Before binding to [substance] in the duodenum, secreted from parietal cells in the stomach, vitamin B12 is bound to R-factors like haptocorrin found in saliva and gastric juice.

A

Before binding to intrinsic factor in the duodenum, secreted from parietal cells in the stomach, vitamin B12 is bound to R-factors like haptocorrin found in saliva and gastric juice.

154
Q

Before binding to intrinsic factor in the duodenum, secreted from [cell type] in the [organ], vitamin B12 is bound to R-factors like haptocorrin found in saliva and gastric juice.

A

Before binding to intrinsic factor in the duodenum, secreted from parietal cells in the stomach, vitamin B12 is bound to R-factors like haptocorrin found in saliva and gastric juice.

155
Q

Before binding to intrinsic factor in the duodenum, secreted from parietal cells in the stomach, vitamin B12 is bound to […] found in saliva and gastric juice.

A

Before binding to intrinsic factor in the duodenum, secreted from parietal cells in the stomach, vitamin B12 is bound to R-factors like haptocorrin found in saliva and gastric juice.

156
Q

Before binding to intrinsic factor in the duodenum, secreted from parietal cells in the stomach, vitamin B12 is bound to R-factors like haptocorrin found in [digestive juice types].

A

Before binding to intrinsic factor in the duodenum, secreted from parietal cells in the stomach, vitamin B12 is bound to R-factors like haptocorrin found in saliva and gastric juice.

157
Q

Does vitamin B12 bind immediately to intrinsic factor in the stomach?

A

No, it only associates with it in the distal duodenum, after pancreatic proteases separate vitamin B12 from R factors (haptocorrin)

158
Q

What is another name for vitamin B12?

A

Cobalamin

159
Q

What biochemically rare mineral is contained in vitamin B12?

A

Cobalt

160
Q

What tissue can be permanently damaged by hypocobalaminemia?

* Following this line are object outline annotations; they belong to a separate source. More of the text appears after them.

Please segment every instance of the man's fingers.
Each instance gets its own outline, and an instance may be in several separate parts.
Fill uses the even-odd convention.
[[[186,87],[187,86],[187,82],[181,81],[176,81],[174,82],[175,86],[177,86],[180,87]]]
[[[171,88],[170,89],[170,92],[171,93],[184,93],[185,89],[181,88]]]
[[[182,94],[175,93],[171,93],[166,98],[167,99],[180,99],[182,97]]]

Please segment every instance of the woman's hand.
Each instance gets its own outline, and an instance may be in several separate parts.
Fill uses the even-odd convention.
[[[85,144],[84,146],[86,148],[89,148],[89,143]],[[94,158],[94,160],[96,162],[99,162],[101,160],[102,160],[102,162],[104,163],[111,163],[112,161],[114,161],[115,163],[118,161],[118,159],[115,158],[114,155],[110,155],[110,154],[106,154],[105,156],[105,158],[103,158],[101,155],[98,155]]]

What metabolic substance is deficient in this disease?

A

Neural tissue; vitamin B12 (also called cobalamin)

161
Q

If you do not absorb sufficient protein, what is the typical clinical finding? Why?

A

Edema; water accumulates in the interstitial spaces because of hypoalbuminemia

162
Q

If you are malabsorptive for fat, what are the typical clinical findings?

A

Steatorrhea (fatty stool), and sometimes weight loss

163
Q

When you are malabsorptive for carbohydrates, what clinical findings result and why?

A

Diarrhea, bloating and gas because the microbes of the distal gut get more carbs then they usually do, and proliferate

164
Q

What clinical problems result from a vitamin K deficiency, and why?

A

Bruising, because vitamin K is needed for posttranslational modification of coagulation proteins

165
Q

Besides neuropathy, what is another clinical finding associated with vitamin B12 deficiency, common with folate or iron malabsorption? What is the difference in the histological presentation of these anemias and why?

A

Anemia; however, iron-deficiency anemia is microcytic (a heme production issue), while vitamin B12 and folate deficiencies are megaloblastic (indicating DNA synthesis problems).

166
Q

What effects does gastrin have on the GI tract? What cells are stimulated? What receptor does it bind to?

A

It stimulates secretion of gastric acid and pepsinogen, and hypertrophy of the gastric mucosa; the parietal cells and chief cells; the CCK-B receptor is used.